Data on closed confirmed incidents from TheHive and Cuckoo goes to Misp and is immediately sent to geographically remote divisions of the company, where there is a preventive blocking of compromise indicators in information protection systems: the IP address of the virus management server on the Firewall, and the antivirus hash file is blocked on the workstation.
In addition, you have a structured database of all incidents, samples of all malicious files, and many times more detailed information about the incident, collected instantly. And the built-in mechanisms of TheHive metrics will allow you to analyze the work of the monitoring and response groups to incidents, subsequently marking them a fair KPI.

MISP, among other things, has 47 predefined feeds, the inclusion of which allows you to receive indicators of compromise from other CERTs, these indicators can be checked in the logs of existing IB and IT systems.

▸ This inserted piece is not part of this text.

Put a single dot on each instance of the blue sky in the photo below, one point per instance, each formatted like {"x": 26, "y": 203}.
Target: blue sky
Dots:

For example, a domain got into MISP, and the script made by the company’s system administrator checks all links from the corporate Proxy to MISP, and if it does, it disconnects the user from the network and the threat can be prevented even before the user is infected.
And the cherry on the cake: all of the above software is open source, which is friendly with each other, well-documented and able to work with Cuckoo Sandbox. Beauty, isn't it?

Thanks for your attention!

useful links

In this section, not all useful links were written out, I wrote down on this list what was useful in my work, I knew most of them from memory or from experience, so if there is anything to add, write to the PM.